Introduction:

We will be exploring if there is any significant relationship between gender(male, female) and highest level of degree attained based on the general social survey(GSS) data collected from individuals in US from 1972-2012(Citation and link for the data is is given at the end of this analysis under references [1]). This question is important because if there is any relation between these two variables then we can explore by including confounding variables or designing an experiment to understand if there is really a relation between these variables and if there is then why one gender does better or worse then the other in education in USA in general.

Data:

General Social Survey(GSS) conducted surveys in United States for US English/Spanish speaking residents who are at least 18 years old. The data is collected from years 1972-2012. There are three ways of collection of data:

Cases are the individuals who are US residents with at least 18 years of age who are English/Spanish speaking. We will be studying relation between gender and highest level of degree attained. Both the variables are categorical where gender is a nominal variable representing values of male or female whereas highest level of degree attained is a ordinal variable with values of Less Than High School, High School, Junior College, Bachelor or Graduate degree.

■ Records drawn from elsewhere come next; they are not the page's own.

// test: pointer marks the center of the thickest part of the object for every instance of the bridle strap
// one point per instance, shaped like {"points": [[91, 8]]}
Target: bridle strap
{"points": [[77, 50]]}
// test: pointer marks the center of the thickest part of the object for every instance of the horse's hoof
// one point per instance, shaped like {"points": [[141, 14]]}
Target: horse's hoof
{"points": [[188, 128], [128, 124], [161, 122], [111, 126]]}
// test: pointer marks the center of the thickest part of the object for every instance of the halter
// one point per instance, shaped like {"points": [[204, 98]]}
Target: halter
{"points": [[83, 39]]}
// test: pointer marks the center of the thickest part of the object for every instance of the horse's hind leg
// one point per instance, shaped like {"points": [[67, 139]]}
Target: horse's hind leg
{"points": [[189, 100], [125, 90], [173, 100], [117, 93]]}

This is an observational study as it is given in the documentation for the study that data was collected using survey. First stratified samples were taken and then groups were randomly selected from within a sample and then within each group an average of 5 individuals were surveyed at random. The sampling has been different for different years but it uses random sampling to select the individuals to survey. The survey used quota sampling in the beginning and later on full probability samples were taken. Split frame sampling was used in many years which took half of the samples from previous years and half samples from current year of the survey. The link for the documentation of the data set is given under references section [2].

The study is generalizable to the whole population(English/Spanish speakers only) as sampling was stratified and random individuals were selected and a subset was taken from the whole population. The samples were random and representative. We cannot establish a casual link between these two variables as for that we would need to do experimentation and this study is only a observational study so the best we can do is establish a correlation.

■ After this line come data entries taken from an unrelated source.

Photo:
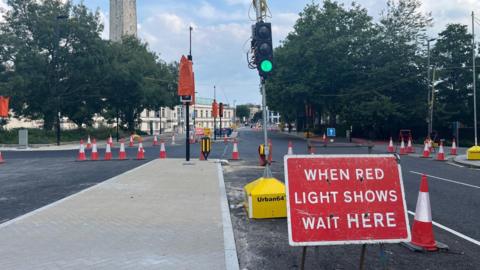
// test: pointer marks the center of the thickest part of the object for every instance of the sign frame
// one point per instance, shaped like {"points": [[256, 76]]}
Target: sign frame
{"points": [[345, 242]]}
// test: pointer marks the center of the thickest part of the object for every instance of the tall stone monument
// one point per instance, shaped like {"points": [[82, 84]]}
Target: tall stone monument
{"points": [[123, 19]]}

Exploratory data analysis:

The data has been pre-processed to include only the relevant columns from the original gss data and all missing values were removed from the data. You can view sample of the data in Appendix section.

data <- gss[,c(4,12)]
data <- data[complete.cases(data),]
n <- nrow(data)
gender <- data$sex
degree <- data$degree

We have data from 56051 individuals in this data set for years 1972-2012.

Let us explore the gender and degree. We know from the study that due to quota sampling an equal number of men and women were represented. There is only slightly more females than males in study with 44% males and 56% females as you can see from the plot below.

##             Male Female
## Count      24678  31373
## Percentage    44     56

plot of chunk GenderBarplot

Let us explore degree now starting with table first and then a bar plot.

##            Lt High School High School Junior College Bachelor Graduate
## Count               11822       29287         3070.0     8002   3870.0
## Percentage             21          52            5.5       14      6.9

plot of chunk DegreeTable

We can see from statistics above that half of the individuals have got high school degree with less people getting advanced degree such as bachelors or masters which is understandable as only few people go for higher education.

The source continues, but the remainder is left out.